Chief Justice Marshall wrote an 1803 opinion in
Marbury
that brilliantly avoided conflict with Jefferson while simultaneously setting a precedent for judicial review—the prerogative of the Supreme Court, not the executive or legislative branches—to decide the constitutionality of federal laws. There is nothing in the U.S. Constitution that grants the Supreme Court this great power, and the fact that we accept it today as a given has grown from the precedent of John Marshall’s landmark decision. Marshall sacrificed his fellow Federalist Marbury for the greater cause of a strong centralized judiciary. He and fellow justices ruled the Supreme Court could not order Marbury commissioned because they lacked jurisdiction in the case, then shrewdly continued to make a ruling anyway. The Supreme Court lacked jurisdiction, Marshall ruled, because a 1789 federal law granting such jurisdiction was
unconstitutional;
the case should have originated in a lower court. While the ruling is abstruse, its aim and result were not. The Supreme Court, said Marshall, was the final arbiter of the constitutionality of federal law. In
Fletcher v. Peck
(1811), Marshall’s court would claim the same national authority over state law. Chief Justice Marshall thus paved the first segment of a long road toward nationalism through judicial review. In the Aaron Burr treason trial (1807), when the chief justice personally issued a subpoena to President Jefferson, it sent a powerful message to all future presidents that no person is above the law.

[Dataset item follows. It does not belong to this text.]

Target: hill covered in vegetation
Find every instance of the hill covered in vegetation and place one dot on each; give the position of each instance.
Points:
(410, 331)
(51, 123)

Equally as important as judicial review, however, Marshall’s Court consistently ruled in favor of capitalism, free enterprise, and open markets. Confirming the sanctity of private contracts, in February 1819 the Supreme Court, in
Dartmouth College v. Woodward
, ruled that a corporate charter (for Dartmouth College) was indeed a contract that could not be violated at will by the state legislature. This supported a similar ruling in
Sturges v. Crowninshield
: contracts are contracts, and are not subject to arbitrary revision after the fact. Some of the Marshall Court’s rulings expanded federal power, no doubt. But at the same time, they unleashed market forces to race ahead of regulation. For example, five years after
Dartmouth
, the Supreme Court held that only the federal government could limit interstate commerce. The case,
Gibbons v. Ogden
, involved efforts by the famous Cornelius Vanderbilt, who ran a cheap water-taxi service from New York to New Jersey for a steamboat operator named Thomas Gibbons. Their service competed against a New York firm that claimed a monopoly on the Hudson River. The commodore boldly carried passengers in defiance of the claim, even offering to transport them on his People’s Line for nothing if they agreed to eat two dollars’ worth of food on the trip. Flying a flag reading
new jersey must be free
, Vanderbilt demonstrated his proconsumer, low-price projects over the next thirty years and, in the process, won the case.
97

Lower courts took the lead from Marshall’s rulings. For thirty years American courts would favor developmental rights over pure or pristine property rights. This was especially explicit in the so-called mill acts, wherein state courts affirmed the primacy of privately constructed mills that required the owners to dam up rivers, thus eroding or destroying some of the property of farmers having land adjacent to the same river. Emphasizing the public good brought by the individual building the mill, the courts tended to side with the person developing property as opposed to one keeping it intact.
98
Legal historian James Willard Hurst has labeled this propensity toward development “release of energy,” a term that aptly captures the courts’ collective goal: to unleash American entrepreneurs to serve greater numbers of people. As policy it pleased neither the hard-core antistatists, who complained that it (rightly) put government authority on the side of some property owners as opposed to others, nor militant socialists, who hated all private property anyway and called for heavy taxation as a way to spur development.